Almost everybody is directly or indirectly affected by Coronavirus. We have had to change our habits in a lot of different ways. One of those, is the way we shop for toilet papers! Anxiety of not finding the essentials we need is now part of our lives.

But do Not worry, headless browsers are here to rescue!

So let's find out how we can utilize 0Browser, a headless browser as a service, to automate the task of finding toilet papers on the internet!

We all have our favorite app that we shop on or a favorite search engine that we always search on. No matter what our favorites are, in situations like this we want to quickly browse through as many sources as we can, to get to the gold! Once we find it, we want to make sure it's available and it's not gonna take too long for the source to deliver the toilet papers and of course last but not least is the price. Now that we know our criteria, let's get started and find our perfect toilet paper!

Usually the simplest way to think of this system is to mimic what a person would do when searching for toilet papers.

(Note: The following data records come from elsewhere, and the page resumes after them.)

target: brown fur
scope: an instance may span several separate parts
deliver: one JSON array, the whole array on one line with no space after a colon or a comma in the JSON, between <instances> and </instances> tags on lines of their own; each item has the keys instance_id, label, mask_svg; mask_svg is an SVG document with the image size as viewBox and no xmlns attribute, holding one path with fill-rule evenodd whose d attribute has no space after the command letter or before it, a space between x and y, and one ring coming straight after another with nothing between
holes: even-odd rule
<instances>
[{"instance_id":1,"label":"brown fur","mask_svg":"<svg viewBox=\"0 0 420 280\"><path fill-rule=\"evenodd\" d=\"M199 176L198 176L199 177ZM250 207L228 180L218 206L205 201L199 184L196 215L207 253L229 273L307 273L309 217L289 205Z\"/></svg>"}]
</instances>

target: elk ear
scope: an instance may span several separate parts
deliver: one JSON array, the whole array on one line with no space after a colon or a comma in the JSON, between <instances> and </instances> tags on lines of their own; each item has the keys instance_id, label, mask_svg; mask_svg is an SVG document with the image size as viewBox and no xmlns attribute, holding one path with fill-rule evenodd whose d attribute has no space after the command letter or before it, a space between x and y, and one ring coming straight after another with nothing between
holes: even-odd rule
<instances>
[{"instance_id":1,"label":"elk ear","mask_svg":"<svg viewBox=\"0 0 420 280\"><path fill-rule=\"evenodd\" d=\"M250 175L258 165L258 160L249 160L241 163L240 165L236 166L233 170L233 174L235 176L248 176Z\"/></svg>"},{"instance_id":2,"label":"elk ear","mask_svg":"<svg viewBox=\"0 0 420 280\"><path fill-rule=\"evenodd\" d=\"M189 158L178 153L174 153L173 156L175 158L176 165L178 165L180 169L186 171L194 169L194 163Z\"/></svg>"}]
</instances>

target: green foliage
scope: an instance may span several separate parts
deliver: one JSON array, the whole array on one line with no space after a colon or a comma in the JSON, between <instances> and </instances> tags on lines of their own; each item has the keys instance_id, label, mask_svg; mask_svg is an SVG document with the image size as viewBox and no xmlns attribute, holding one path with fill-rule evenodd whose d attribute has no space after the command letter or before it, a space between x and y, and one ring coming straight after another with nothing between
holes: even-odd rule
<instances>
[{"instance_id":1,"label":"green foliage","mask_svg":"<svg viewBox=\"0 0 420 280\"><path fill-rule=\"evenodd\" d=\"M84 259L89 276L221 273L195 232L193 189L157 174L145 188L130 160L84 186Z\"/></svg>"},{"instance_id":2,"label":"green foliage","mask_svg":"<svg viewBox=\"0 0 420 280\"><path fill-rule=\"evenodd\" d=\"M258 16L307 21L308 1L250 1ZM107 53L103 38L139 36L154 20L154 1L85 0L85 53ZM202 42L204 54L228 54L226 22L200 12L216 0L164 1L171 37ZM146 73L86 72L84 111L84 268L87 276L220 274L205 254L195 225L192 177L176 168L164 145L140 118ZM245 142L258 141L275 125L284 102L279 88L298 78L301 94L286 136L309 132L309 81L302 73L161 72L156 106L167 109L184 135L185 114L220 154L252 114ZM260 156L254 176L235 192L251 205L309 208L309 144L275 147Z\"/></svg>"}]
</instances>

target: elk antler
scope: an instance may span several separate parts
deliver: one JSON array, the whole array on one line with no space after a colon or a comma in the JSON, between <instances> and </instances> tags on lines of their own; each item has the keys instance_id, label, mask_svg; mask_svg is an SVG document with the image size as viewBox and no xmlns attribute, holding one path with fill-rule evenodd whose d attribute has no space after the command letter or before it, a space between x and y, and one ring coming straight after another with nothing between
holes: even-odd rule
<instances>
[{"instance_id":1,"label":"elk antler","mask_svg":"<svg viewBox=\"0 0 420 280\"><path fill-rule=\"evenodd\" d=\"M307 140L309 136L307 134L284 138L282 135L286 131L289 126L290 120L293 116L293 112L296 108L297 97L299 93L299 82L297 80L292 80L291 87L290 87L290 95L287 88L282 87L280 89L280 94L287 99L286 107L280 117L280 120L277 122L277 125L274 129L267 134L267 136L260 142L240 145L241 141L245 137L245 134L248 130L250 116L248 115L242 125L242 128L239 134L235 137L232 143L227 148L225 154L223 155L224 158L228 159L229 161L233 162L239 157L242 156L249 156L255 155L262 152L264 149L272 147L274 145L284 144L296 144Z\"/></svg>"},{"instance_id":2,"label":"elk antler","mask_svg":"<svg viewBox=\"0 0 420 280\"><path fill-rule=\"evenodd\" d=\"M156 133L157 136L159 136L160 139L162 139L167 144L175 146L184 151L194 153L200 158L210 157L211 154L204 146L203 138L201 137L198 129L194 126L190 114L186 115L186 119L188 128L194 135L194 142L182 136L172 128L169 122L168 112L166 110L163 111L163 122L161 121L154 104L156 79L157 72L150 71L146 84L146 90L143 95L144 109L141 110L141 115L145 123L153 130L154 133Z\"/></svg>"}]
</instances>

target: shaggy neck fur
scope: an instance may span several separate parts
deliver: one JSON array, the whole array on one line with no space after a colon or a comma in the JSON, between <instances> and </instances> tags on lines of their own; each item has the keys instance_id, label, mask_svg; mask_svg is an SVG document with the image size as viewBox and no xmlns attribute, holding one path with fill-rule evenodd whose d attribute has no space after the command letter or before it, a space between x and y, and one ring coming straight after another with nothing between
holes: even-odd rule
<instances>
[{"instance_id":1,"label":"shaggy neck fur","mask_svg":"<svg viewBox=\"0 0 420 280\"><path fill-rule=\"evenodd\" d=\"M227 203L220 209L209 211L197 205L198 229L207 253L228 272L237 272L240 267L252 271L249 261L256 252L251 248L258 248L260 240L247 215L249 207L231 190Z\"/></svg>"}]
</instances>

How do we search on Google?

We usually start by searching for a keyword. Lets type "toilet paper" and hit enter.

google search bar

Alright! In the screenshot below we can see some results right on top of the page but they are not really what we are looking for.

google search results

Lets navigate to the Shopping tab where things get a little more interesting. As see in the screen shot below, on the left hand side (green dotted section) we have a set of filters to choose from. We also see an interesting set of results to the right (blue dotted section).

google shopping tab

Let's examine each section in more details.

1. Search Filters

Search filters on Google are context aware. They change depending on which product we are looking for. In the case of toilet papers, we can filter by price, brand, count, ply, condition, shipping and seller. In our design we can make some of these dynamic but for the sake of simplicity, lets go with the default selections.

2. Search Results

Google encourages all websites to follow Semantic Web Design standards because it makes Web Crawler's task of looking for all site details a lot easier. Shockingly, Google doesn't follow its own advice! So we are out of luck to find any semantic web components on Google's search result set.
Also, search results are divided into sponsored links and real web search results. Let's focus on the main search results here.

3. Navigation

Let's identify different ways that a user can navigate from one page to another.
1. Users can paginate to move from one page to another.

google pagination

2. Users can click on a search result, to be taken to another website to find more info on the item.

google shopping item

google shopping item with details

As you can see in the screen shots above, initial product click only expands the card component to reveal more info. It also activates product's external link. Next time we click on the product's title we will be taken to an external website.

3. Users can filter results either through the filter pan on the left as shown previously or using the visual filter components Google provides at the bottom of the shopping search result as displayed in the screen shot below.

google search filters

4. final way for a user to navigate and process page data is to use the sort drop down to prioritize the item display order as shown here.

google sort

Let's Get Down & Dirty!

To put all the stuff we talked about in a real practical context, we can check out a demo of how 0Browser finds toilet paper on demand here on github.

Feel free to use any programming language you want for this but we are using Java-Script and Node for this.

In this code, we set out to get all "toilet papers" that are in new condition and get shipped for free. We sort the results by review score. Then parse the result page to fetch all the toilet papers found and save the title, picture, url to purchase and prices where we see fit either in memory, text file, SQL, NoSQL DB, etc. Then we will navigate through 5 more pages and fetch all the result details to save.